‘Die Another Day’ Indeed…

Feb 22, 2019 (original date)

Note: anything with “thoughts” in it means that the post is going to be very colloquial and organic.

Anyway, ‘Die Another Day’ got me thinking about this weird trope where an East Asian character transfers from their original body into a white one. Now, in this movie the process is very painful and invasive. The person has their bone marrow completely drained and replaced with that of a stranger who was “riff raff” and presumed to be the dregs of society and wouldn’t be missed. This character is even weirder because he despises white people (especially the British) and is the main villain. Yet he becomes what he hates to push an agenda. What am I supposed to get out of that?

This ties into some other threads. 1) Whites’ fantasy about merging with POC identity but only taking the parts they want. For example, Black coolness/swagger and “exoticisim” of East Asia and it’s “mystique”. 2) Whites’ believing POC (especially white adjacent) want to be them to the point of the destruction of the self. 

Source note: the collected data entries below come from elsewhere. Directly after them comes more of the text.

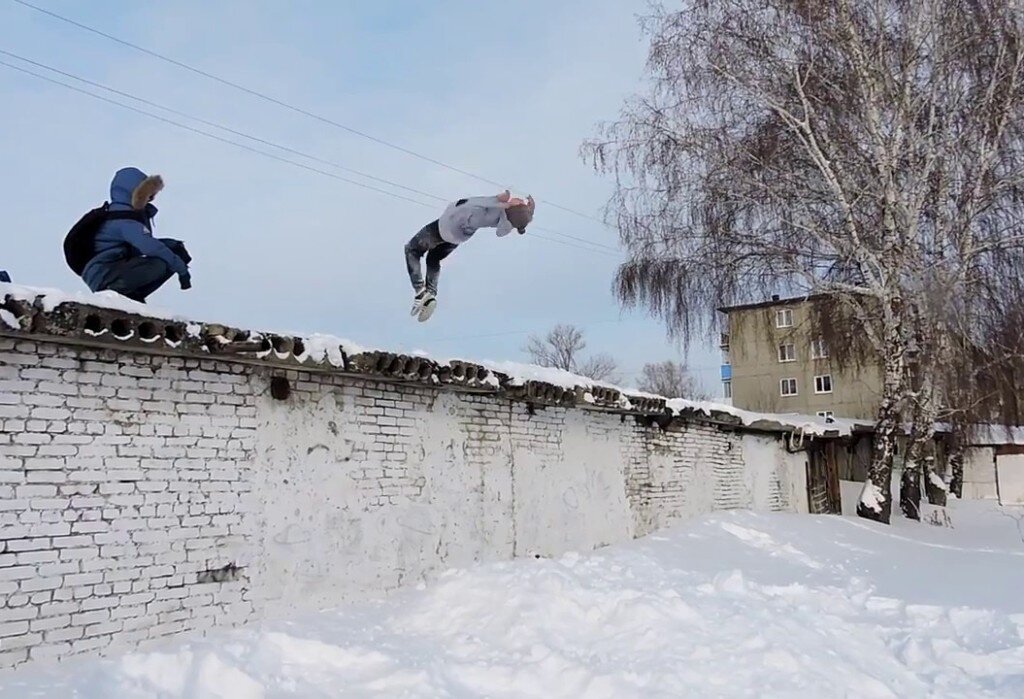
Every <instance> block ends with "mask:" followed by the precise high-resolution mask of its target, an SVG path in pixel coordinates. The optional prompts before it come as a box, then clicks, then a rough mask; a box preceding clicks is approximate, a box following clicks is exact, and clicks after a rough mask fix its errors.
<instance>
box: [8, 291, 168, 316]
mask: <svg viewBox="0 0 1024 699" xmlns="http://www.w3.org/2000/svg"><path fill="white" fill-rule="evenodd" d="M7 296H9V297H11V298H13V299H17V300H19V301H27V302H29V303H34V302H36V301H37V300H38V301H39V302H40V303H41V304H42V308H43V310H44V311H46V312H47V313H49V312H50V311H52V310H53V309H54V308H56V307H57V306H59V305H60V304H62V303H80V304H84V305H88V306H96V307H97V308H106V309H110V310H114V311H122V312H124V313H137V314H139V315H145V316H148V317H151V318H160V319H161V320H185V318H182V317H181V316H178V315H175V314H174V313H172V312H171V311H168V310H163V309H160V308H155V307H154V306H150V305H148V304H142V303H137V302H135V301H132V300H131V299H128V298H125V297H123V296H121V295H120V294H117V293H115V292H99V293H97V294H93V293H90V292H63V291H60V290H59V289H44V288H36V287H24V286H22V285H15V283H6V282H0V299H2V298H4V297H7Z"/></svg>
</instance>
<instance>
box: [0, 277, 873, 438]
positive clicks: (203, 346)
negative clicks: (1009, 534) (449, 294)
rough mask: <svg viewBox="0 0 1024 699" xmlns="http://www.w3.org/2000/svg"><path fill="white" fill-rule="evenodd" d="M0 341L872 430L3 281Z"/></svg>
mask: <svg viewBox="0 0 1024 699" xmlns="http://www.w3.org/2000/svg"><path fill="white" fill-rule="evenodd" d="M0 300H2V303H0V333H3V332H5V330H6V332H8V333H30V334H33V335H44V336H45V335H50V336H54V337H59V338H63V339H65V341H79V342H83V343H87V344H95V343H103V344H111V343H117V344H123V345H131V346H134V347H136V348H142V347H144V348H145V349H151V350H153V349H158V348H161V349H162V350H163V351H174V352H183V353H188V352H193V353H195V352H202V353H207V354H212V355H217V356H221V357H224V358H237V359H242V360H247V361H252V360H254V359H255V360H261V361H266V362H285V363H289V364H292V365H295V366H302V367H309V368H318V369H331V368H336V369H342V370H345V372H349V373H354V374H369V375H374V376H377V377H381V378H385V379H388V380H397V381H416V382H420V383H428V384H452V385H457V386H460V387H462V388H467V389H473V390H479V391H489V392H496V391H502V392H504V393H507V394H509V395H510V397H512V398H513V399H519V400H524V401H527V402H534V403H540V404H547V405H560V406H565V407H568V406H578V407H585V408H586V407H590V408H601V409H609V410H616V411H624V412H634V413H641V414H650V416H675V417H679V416H688V417H694V418H702V419H706V420H709V421H711V422H721V423H728V424H730V425H733V426H738V427H745V428H749V429H754V430H759V431H768V432H793V431H798V432H803V433H805V434H808V435H819V436H841V435H849V434H851V433H852V432H854V431H860V430H869V429H870V428H871V425H870V423H867V422H857V421H849V420H836V421H833V422H826V421H824V420H822V419H819V418H814V417H811V416H800V414H770V413H760V412H751V411H749V410H741V409H739V408H735V407H732V406H731V405H725V404H720V403H714V402H708V401H691V400H685V399H680V398H677V399H672V400H670V399H668V398H666V397H663V396H655V395H651V394H648V393H643V392H641V391H637V390H633V389H626V388H622V387H618V386H614V385H612V384H608V383H604V382H598V381H594V380H592V379H588V378H586V377H581V376H578V375H574V374H571V373H569V372H564V370H561V369H557V368H549V367H544V366H538V365H535V364H523V363H518V362H511V361H484V362H474V361H467V360H463V359H436V358H432V357H430V356H429V355H427V354H426V353H423V352H417V353H415V354H414V355H412V356H408V355H402V354H395V353H392V352H388V351H385V350H377V349H370V348H366V347H361V346H359V345H357V344H355V343H353V342H351V341H349V340H345V339H342V338H336V337H334V336H330V335H302V334H295V333H288V334H274V333H258V332H252V331H241V330H238V329H232V327H229V326H227V325H222V324H214V323H197V322H190V321H188V320H187V319H185V318H182V317H181V316H178V315H175V314H173V313H171V312H168V311H165V310H160V309H157V308H154V307H152V306H148V305H144V304H139V303H136V302H134V301H131V300H129V299H126V298H124V297H122V296H119V295H117V294H114V293H112V292H103V293H99V294H86V293H74V294H68V293H66V292H61V291H59V290H52V289H36V288H32V287H24V286H18V285H11V283H2V282H0ZM126 348H127V347H126Z"/></svg>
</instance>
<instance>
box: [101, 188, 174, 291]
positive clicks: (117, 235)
mask: <svg viewBox="0 0 1024 699" xmlns="http://www.w3.org/2000/svg"><path fill="white" fill-rule="evenodd" d="M145 179H146V175H145V173H144V172H142V171H141V170H139V169H138V168H124V169H122V170H118V172H117V174H115V175H114V180H113V181H112V182H111V211H131V210H132V209H133V208H134V207H133V206H132V195H133V194H134V193H135V190H136V189H137V188H138V186H139V185H140V184H142V182H143V181H144V180H145ZM144 208H145V211H146V213H147V214H148V215H150V218H151V219H153V217H154V216H156V215H157V207H155V206H153V205H152V204H150V203H145V204H144ZM95 245H96V255H95V257H93V258H92V259H91V260H90V261H89V263H88V264H87V265H85V269H84V270H82V279H83V280H84V281H85V283H86V285H88V287H89V289H90V290H92V291H94V292H97V291H100V290H102V289H105V288H106V285H109V283H110V282H111V280H112V278H111V277H112V276H113V271H114V268H115V267H116V265H117V263H118V262H120V261H122V260H125V259H127V258H131V257H137V256H139V255H145V256H146V257H156V258H159V259H161V260H163V261H164V262H166V263H167V266H168V267H170V268H171V271H173V272H174V273H175V274H177V275H179V276H185V277H186V276H188V266H187V265H186V264H185V263H184V262H183V261H182V260H181V258H180V257H178V256H177V255H175V254H174V253H172V252H171V250H170V249H169V248H168V247H167V246H165V245H164V244H163V243H161V242H160V241H158V239H157V238H155V237H154V236H153V231H152V230H150V228H147V227H146V226H144V225H142V224H141V223H139V222H138V221H132V220H129V219H121V220H116V221H106V222H105V223H103V225H102V226H100V228H99V231H98V232H97V233H96V238H95Z"/></svg>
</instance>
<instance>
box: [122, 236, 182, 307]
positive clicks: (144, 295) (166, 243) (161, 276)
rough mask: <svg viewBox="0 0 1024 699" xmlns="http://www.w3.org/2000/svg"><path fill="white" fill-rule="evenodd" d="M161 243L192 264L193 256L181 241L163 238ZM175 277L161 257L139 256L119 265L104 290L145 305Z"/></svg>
mask: <svg viewBox="0 0 1024 699" xmlns="http://www.w3.org/2000/svg"><path fill="white" fill-rule="evenodd" d="M160 242H161V243H163V244H164V245H165V246H167V247H168V248H170V250H171V252H172V253H174V254H175V255H177V256H178V257H180V258H181V261H182V262H184V263H185V264H188V263H189V262H191V256H189V255H188V251H187V250H185V246H184V244H183V243H181V242H180V241H172V239H170V238H161V241H160ZM173 275H174V272H173V271H172V270H171V268H170V266H169V265H168V264H167V263H166V262H164V261H163V260H161V259H160V258H159V257H145V256H144V255H139V256H138V257H129V258H128V259H125V260H122V261H121V262H119V263H117V265H115V266H114V269H113V270H112V273H111V280H110V281H108V282H106V285H105V287H104V289H109V290H111V291H112V292H117V293H118V294H120V295H121V296H126V297H128V298H129V299H131V300H132V301H138V302H139V303H145V299H146V297H147V296H150V295H152V294H153V293H154V292H156V291H157V290H158V289H160V288H161V287H163V286H164V283H165V282H166V281H167V280H168V279H170V278H171V276H173Z"/></svg>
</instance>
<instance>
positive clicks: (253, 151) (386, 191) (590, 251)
mask: <svg viewBox="0 0 1024 699" xmlns="http://www.w3.org/2000/svg"><path fill="white" fill-rule="evenodd" d="M4 54H6V55H11V54H10V53H9V52H7V51H4ZM0 65H3V67H5V68H8V69H10V70H13V71H17V72H18V73H23V74H25V75H28V76H31V77H33V78H36V79H38V80H42V81H45V82H47V83H51V84H53V85H58V86H60V87H63V88H66V89H69V90H73V91H75V92H78V93H80V94H84V95H87V96H89V97H92V98H93V99H98V100H100V101H103V102H106V103H109V104H113V105H115V106H120V107H122V108H124V110H128V111H130V112H134V113H136V114H139V115H142V116H145V117H150V118H151V119H155V120H157V121H160V122H163V123H164V124H168V125H170V126H174V127H176V128H179V129H183V130H185V131H188V132H191V133H195V134H198V135H201V136H205V137H207V138H211V139H213V140H216V141H220V142H221V143H226V144H228V145H233V146H236V147H238V148H242V149H244V150H248V151H249V152H253V154H256V155H259V156H263V157H264V158H269V159H271V160H274V161H278V162H281V163H286V164H288V165H292V166H294V167H297V168H301V169H303V170H306V171H309V172H312V173H315V174H319V175H324V176H326V177H330V178H332V179H335V180H338V181H341V182H346V183H348V184H352V185H354V186H357V187H362V188H364V189H369V190H371V191H376V192H378V193H381V194H385V195H387V196H391V198H394V199H397V200H401V201H404V202H410V203H412V204H416V205H418V206H421V207H426V208H430V209H433V208H434V205H432V204H427V203H425V202H422V201H419V200H416V199H413V198H411V196H406V195H403V194H399V193H396V192H393V191H390V190H387V189H383V188H381V187H378V186H374V185H372V184H367V183H365V182H359V181H358V180H354V179H351V178H349V177H344V176H342V175H338V174H337V173H333V172H329V171H327V170H323V169H321V168H316V167H312V166H309V165H306V164H304V163H300V162H297V161H294V160H291V159H289V158H284V157H282V156H278V155H275V154H272V152H268V151H266V150H262V149H260V148H256V147H253V146H251V145H247V144H246V143H240V142H239V141H236V140H232V139H230V138H224V137H223V136H219V135H217V134H215V133H210V132H209V131H204V130H203V129H199V128H196V127H194V126H189V125H187V124H182V123H181V122H178V121H175V120H173V119H168V118H166V117H162V116H160V115H157V114H153V113H152V112H146V111H145V110H140V108H138V107H135V106H132V105H130V104H125V103H124V102H119V101H118V100H116V99H111V98H109V97H104V96H103V95H99V94H96V93H94V92H90V91H89V90H85V89H82V88H80V87H76V86H75V85H71V84H69V83H65V82H62V81H59V80H56V79H54V78H50V77H47V76H44V75H41V74H39V73H35V72H34V71H30V70H28V69H26V68H23V67H20V65H15V64H14V63H10V62H7V61H6V60H0ZM275 147H284V146H275ZM407 188H408V187H407ZM424 193H425V192H424ZM427 195H430V194H427ZM431 196H432V195H431ZM532 237H536V238H538V239H540V241H545V242H547V243H556V244H559V245H563V246H567V247H570V248H574V249H577V250H583V251H586V252H590V253H594V254H597V255H605V256H608V257H617V256H616V255H612V254H611V253H607V252H604V251H602V250H598V249H595V248H584V247H582V246H579V245H573V244H571V243H568V242H566V241H561V239H558V238H551V237H547V236H544V235H537V234H535V235H534V236H532Z"/></svg>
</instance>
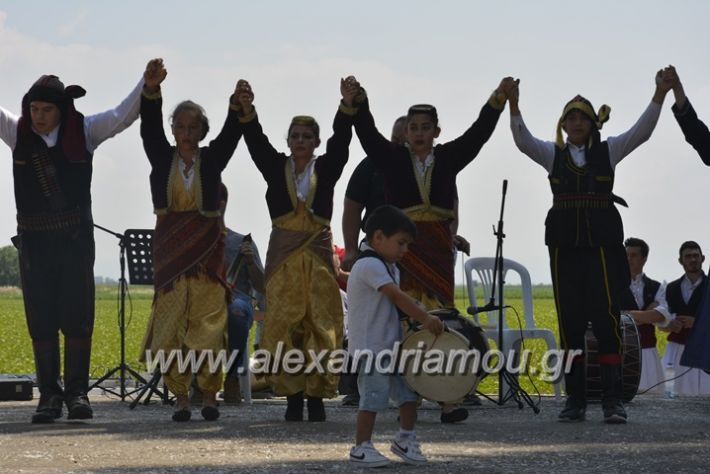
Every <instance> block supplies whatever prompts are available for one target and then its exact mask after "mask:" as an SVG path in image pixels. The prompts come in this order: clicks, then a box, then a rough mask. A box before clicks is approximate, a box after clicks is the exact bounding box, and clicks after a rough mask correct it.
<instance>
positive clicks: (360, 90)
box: [353, 87, 367, 105]
mask: <svg viewBox="0 0 710 474" xmlns="http://www.w3.org/2000/svg"><path fill="white" fill-rule="evenodd" d="M365 99H367V92H366V91H365V88H364V87H361V88H360V92H358V93H357V95H356V96H355V100H353V103H354V104H355V105H360V104H362V103H363V102H365Z"/></svg>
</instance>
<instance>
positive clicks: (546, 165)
mask: <svg viewBox="0 0 710 474" xmlns="http://www.w3.org/2000/svg"><path fill="white" fill-rule="evenodd" d="M510 129H511V130H512V132H513V141H515V145H516V146H517V147H518V150H520V151H521V152H523V153H525V154H526V155H528V156H529V157H530V158H532V160H533V161H534V162H535V163H537V164H539V165H540V166H542V167H543V168H545V169H546V170H547V172H548V173H551V172H552V165H553V164H554V161H555V144H554V143H553V142H546V141H544V140H539V139H537V138H535V137H534V136H533V135H532V133H530V131H529V130H528V128H527V127H526V126H525V122H524V121H523V117H522V115H511V117H510Z"/></svg>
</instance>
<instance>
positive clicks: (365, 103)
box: [353, 83, 402, 172]
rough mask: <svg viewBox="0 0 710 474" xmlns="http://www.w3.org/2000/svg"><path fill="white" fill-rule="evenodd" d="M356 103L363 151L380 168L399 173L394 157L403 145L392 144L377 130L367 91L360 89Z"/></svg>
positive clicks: (383, 135)
mask: <svg viewBox="0 0 710 474" xmlns="http://www.w3.org/2000/svg"><path fill="white" fill-rule="evenodd" d="M358 84H359V83H358ZM355 103H356V104H357V107H358V108H357V112H356V114H355V118H354V122H353V123H354V125H355V133H356V134H357V137H358V139H359V140H360V145H361V146H362V149H363V150H365V153H366V154H367V156H368V157H369V158H370V159H372V160H373V162H374V163H375V164H376V165H377V167H378V168H380V169H387V170H390V171H392V172H397V170H399V169H400V168H399V167H398V166H397V163H395V162H394V160H393V157H394V156H396V153H395V151H396V150H397V149H399V148H401V147H402V145H397V144H396V143H392V142H391V141H389V140H388V139H387V138H385V137H384V135H382V134H381V133H380V132H379V130H377V126H375V119H374V118H373V117H372V113H371V112H370V101H369V99H368V98H367V94H366V93H365V89H363V88H360V92H359V93H358V96H357V97H356V99H355Z"/></svg>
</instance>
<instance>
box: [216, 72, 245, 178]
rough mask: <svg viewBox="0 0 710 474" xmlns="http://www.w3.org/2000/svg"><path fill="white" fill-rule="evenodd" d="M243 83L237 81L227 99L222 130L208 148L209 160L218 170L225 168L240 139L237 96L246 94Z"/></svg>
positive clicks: (242, 81) (221, 169) (241, 135)
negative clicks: (236, 82) (227, 108)
mask: <svg viewBox="0 0 710 474" xmlns="http://www.w3.org/2000/svg"><path fill="white" fill-rule="evenodd" d="M245 82H246V81H244V80H241V79H240V80H239V81H237V85H236V87H235V88H234V94H232V96H231V97H230V98H229V111H228V112H227V118H226V119H225V121H224V125H223V126H222V130H220V132H219V134H218V135H217V136H216V137H215V139H214V140H212V141H211V142H210V144H209V146H208V149H209V153H210V159H211V160H213V164H214V166H216V167H218V168H219V169H220V170H223V169H224V168H225V167H226V166H227V163H229V160H230V159H231V158H232V156H233V155H234V151H235V150H236V149H237V144H238V143H239V139H240V138H241V137H242V127H241V126H240V125H239V112H240V111H241V106H240V105H239V100H238V96H239V94H245V93H246V92H245V90H244V83H245Z"/></svg>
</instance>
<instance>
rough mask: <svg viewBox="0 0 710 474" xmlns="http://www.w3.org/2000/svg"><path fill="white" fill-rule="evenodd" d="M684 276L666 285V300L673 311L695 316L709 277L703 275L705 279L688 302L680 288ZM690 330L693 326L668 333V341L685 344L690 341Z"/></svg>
mask: <svg viewBox="0 0 710 474" xmlns="http://www.w3.org/2000/svg"><path fill="white" fill-rule="evenodd" d="M683 278H684V277H680V278H679V279H677V280H674V281H672V282H670V283H669V284H668V286H667V287H666V301H667V302H668V309H669V310H670V312H671V313H675V314H684V315H687V316H695V315H696V314H697V312H698V309H699V308H700V301H701V300H702V298H703V295H704V294H705V287H706V286H707V284H708V278H707V276H706V275H703V281H702V282H701V283H700V285H698V287H697V288H695V290H694V291H693V294H692V295H690V299H689V300H688V302H687V303H686V302H685V301H683V292H682V291H681V289H680V283H681V281H683ZM690 330H691V328H683V329H681V330H680V332H677V333H675V332H672V333H670V334H668V341H669V342H677V343H678V344H683V345H685V343H686V342H687V341H688V335H689V334H690Z"/></svg>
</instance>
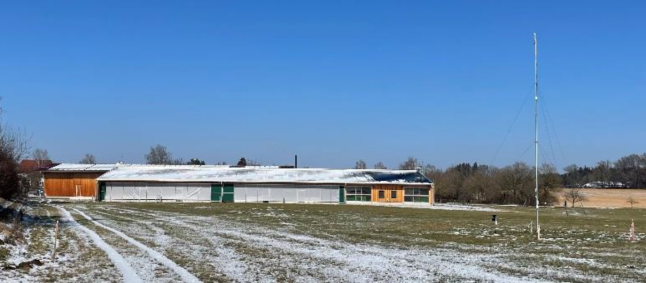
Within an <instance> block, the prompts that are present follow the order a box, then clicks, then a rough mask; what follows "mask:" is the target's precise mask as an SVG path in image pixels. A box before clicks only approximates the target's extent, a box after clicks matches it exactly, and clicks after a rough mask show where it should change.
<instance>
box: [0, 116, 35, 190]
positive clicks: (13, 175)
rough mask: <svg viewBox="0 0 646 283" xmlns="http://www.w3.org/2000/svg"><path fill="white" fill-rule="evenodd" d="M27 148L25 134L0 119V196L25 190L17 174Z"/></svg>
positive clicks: (17, 174)
mask: <svg viewBox="0 0 646 283" xmlns="http://www.w3.org/2000/svg"><path fill="white" fill-rule="evenodd" d="M0 114H2V108H0ZM28 150H29V144H28V141H27V138H25V134H24V133H23V132H20V131H17V130H14V129H12V128H11V127H9V126H7V125H6V124H4V123H3V122H2V120H1V119H0V197H2V198H6V199H10V198H14V197H17V196H19V195H20V194H22V193H24V192H25V190H22V186H21V184H20V183H21V182H20V177H19V176H18V162H19V161H20V160H21V159H22V158H23V157H24V156H25V155H26V154H27V152H28Z"/></svg>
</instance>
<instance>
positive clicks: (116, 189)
mask: <svg viewBox="0 0 646 283" xmlns="http://www.w3.org/2000/svg"><path fill="white" fill-rule="evenodd" d="M160 200H161V201H189V202H196V201H211V185H210V184H192V183H129V182H107V183H106V195H105V201H160Z"/></svg>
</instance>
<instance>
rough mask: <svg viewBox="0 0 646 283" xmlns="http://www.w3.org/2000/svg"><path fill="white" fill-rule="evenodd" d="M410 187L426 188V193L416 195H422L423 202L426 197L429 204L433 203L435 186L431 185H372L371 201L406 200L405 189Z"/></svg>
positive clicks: (399, 201)
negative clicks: (403, 185)
mask: <svg viewBox="0 0 646 283" xmlns="http://www.w3.org/2000/svg"><path fill="white" fill-rule="evenodd" d="M411 188H420V189H422V188H423V189H428V194H426V193H424V194H423V195H417V196H424V197H425V198H424V199H423V200H422V201H424V202H426V199H428V203H430V204H433V203H435V188H434V187H433V186H432V185H431V186H420V185H414V186H401V185H374V186H372V196H371V197H372V202H390V203H402V202H405V201H406V202H408V201H409V200H405V197H406V195H407V193H406V189H411ZM411 202H412V201H411ZM415 202H417V201H415Z"/></svg>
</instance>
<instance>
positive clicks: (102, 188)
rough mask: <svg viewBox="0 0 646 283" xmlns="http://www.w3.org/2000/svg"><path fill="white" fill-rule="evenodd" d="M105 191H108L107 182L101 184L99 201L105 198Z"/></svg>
mask: <svg viewBox="0 0 646 283" xmlns="http://www.w3.org/2000/svg"><path fill="white" fill-rule="evenodd" d="M105 191H106V188H105V184H104V183H101V184H100V185H99V201H102V200H105Z"/></svg>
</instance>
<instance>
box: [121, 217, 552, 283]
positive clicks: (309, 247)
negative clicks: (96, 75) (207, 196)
mask: <svg viewBox="0 0 646 283" xmlns="http://www.w3.org/2000/svg"><path fill="white" fill-rule="evenodd" d="M118 210H121V211H124V210H125V211H130V212H135V210H131V209H123V208H119V209H118ZM144 211H150V212H156V214H155V213H146V212H144ZM136 212H137V213H143V214H148V215H151V216H156V217H157V219H164V220H165V221H168V222H170V223H173V224H175V225H179V226H182V227H184V228H186V229H191V230H194V231H198V232H200V233H205V234H208V235H210V237H208V238H207V239H208V240H210V241H215V242H221V241H225V242H230V241H233V242H237V243H241V244H245V245H249V246H254V247H257V248H265V249H267V250H268V251H270V253H272V254H273V257H274V258H275V259H277V260H278V261H279V262H280V265H282V266H284V267H288V266H292V265H294V264H296V265H298V268H299V269H307V270H310V271H314V272H316V273H318V274H320V275H323V277H324V278H326V279H327V280H343V279H346V280H347V279H349V280H350V281H356V282H371V281H372V280H374V279H375V277H370V276H372V275H376V274H380V277H379V278H380V280H384V281H418V280H429V279H431V278H433V277H434V275H435V276H437V275H439V274H441V275H443V276H446V277H449V278H454V279H455V278H456V277H458V278H463V279H466V280H483V281H493V282H503V281H504V282H528V281H542V280H540V279H535V278H523V277H517V276H514V275H507V274H504V273H498V272H491V271H488V270H486V269H485V268H483V267H482V266H480V262H479V261H480V260H486V261H493V260H495V259H496V257H495V256H479V257H476V256H468V255H467V254H464V253H460V252H450V251H447V250H445V249H434V250H433V251H410V250H399V249H387V248H386V249H384V248H379V247H376V246H373V245H343V244H340V243H335V242H330V241H328V240H324V239H320V238H316V237H311V236H305V235H299V234H292V233H287V232H281V231H275V230H268V229H258V228H256V227H249V226H245V225H242V226H239V225H238V224H234V223H231V222H229V221H227V220H219V219H213V218H211V217H201V216H193V215H191V216H189V215H184V214H178V213H171V212H159V211H151V210H147V209H137V210H136ZM196 222H197V223H196ZM206 223H209V224H210V225H204V224H206ZM212 227H217V229H212ZM279 254H282V256H279ZM412 259H414V260H412ZM366 273H367V274H366ZM301 279H304V278H301ZM297 281H298V280H297Z"/></svg>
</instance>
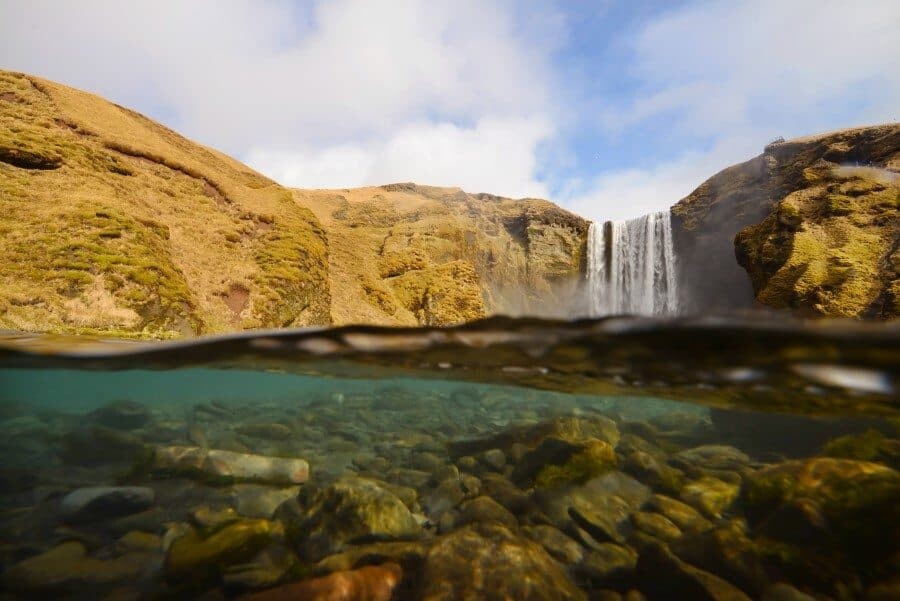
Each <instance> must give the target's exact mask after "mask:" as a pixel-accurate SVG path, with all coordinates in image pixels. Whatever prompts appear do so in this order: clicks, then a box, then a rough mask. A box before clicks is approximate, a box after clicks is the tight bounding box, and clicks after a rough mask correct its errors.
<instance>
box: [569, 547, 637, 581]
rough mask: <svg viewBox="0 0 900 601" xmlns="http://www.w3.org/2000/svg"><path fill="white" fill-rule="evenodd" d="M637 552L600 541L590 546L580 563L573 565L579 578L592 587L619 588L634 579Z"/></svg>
mask: <svg viewBox="0 0 900 601" xmlns="http://www.w3.org/2000/svg"><path fill="white" fill-rule="evenodd" d="M637 560H638V554H637V553H635V552H634V551H633V550H632V549H629V548H628V547H625V546H622V545H617V544H615V543H601V544H598V545H594V546H593V547H591V549H590V550H589V551H587V552H586V553H585V555H584V559H582V561H581V563H579V564H578V565H576V566H574V571H575V573H576V575H577V576H578V578H579V580H586V581H587V582H588V583H589V584H590V586H591V587H592V588H603V587H613V588H620V587H622V585H623V584H625V583H628V582H631V581H632V580H633V579H634V570H635V567H636V566H637Z"/></svg>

What’s interesting is that whites value East Asians more than Black people because they see actual live Asians as people enough to fantasize and that they’ll be more obedient as droids. (this is a tangent... and honestly it took me forever to decipher what I wrote in my journal like what are you doing...)

Side note: interesting that Bond himself went through light plastic surgery to do yellow face as a Japanese man then later Bond’s villain is a (North) Korean colonel who uses Sci Fi tech to rearrange his DNA to make him white at the expense of his ability to sleep and stay sane without the assistance of a “dream machine”.

Tech making an East Asian character white is disturbing to me. Oftentimes a lot of tech we have now is associated with E. Asia (China, Korea, and Japan.) So it’s kind of like this weird double edged sword. In the sci-fi drama Advantageous, this is explored via using a white body (very literally) to advance in society. This movie comments on whiteness still being the driving force for success, no matter how far into the future we are or think we are... This movie gets so much right because it was actually directed by an Asian woman and has Asian leads (and crew if I remember correctly). This is a stretch but both the N Korean colonel and Gwen use whiteness to advance their agendas, although Gwen’s is more noble, she wants to ensure her daughter’s future while the colonel wants to prove himself to his father and run the world with a giant laser. Only one here had their heart in a good place and not written by a weirdo white man. Putting aside the glaring differences in their source material and creators, Gwen also has motherhood and that sense of motherly duty on her conscience. Speaking of which, each time a character transfers from their Asian body into a white one they lose all or most of their consciousness.  1) In the Bond film ‘Die Another Day’ the colonel’s sanity is at stake because of the procedure’s major side effect insomnia. 2) In Advantageous, the procedure is very new and Gwen is the first patient. Her original consciousness is lost in the process and her memories are bound to this Gwen 2.0/twin in hopes of copying the original (& playing God). This brings me to 3) which ties into Ghost in the Shell (both the shitty live action and the original) The Major’s body is simply a vessel and personality and consciousness and the soul etc does not transfer over completely. The self, we should know, is greatly affected by the body and the politics that surround that body. Some Asian characters who had a choice (within the canon/narrative) use whiteness to further their goals while others like Live Action Makoto/the Major or the main character of Altered Carbon did not really have a choice (either in the creative process and/or in the actual canon/narrative.) Those who are given a choice (and not tainted by weird identity stealing whites) are able to make social commentary about what it means to be an Asian person and explore the self. 

Meanwhile, those who are denied a choice become unrealistic, hollow and poorly written. I cannot personally comment on Altered Carbon but I will watch it one day.

Whitewashing Asian roles says a lot. Aside from them not caring about Asian people it also gives way to be interpreted as Asians being a downgrade as if whiteness is the peak of humanity. So the process of an Asian body transferring its selfhood to a new “improved” white body is racist!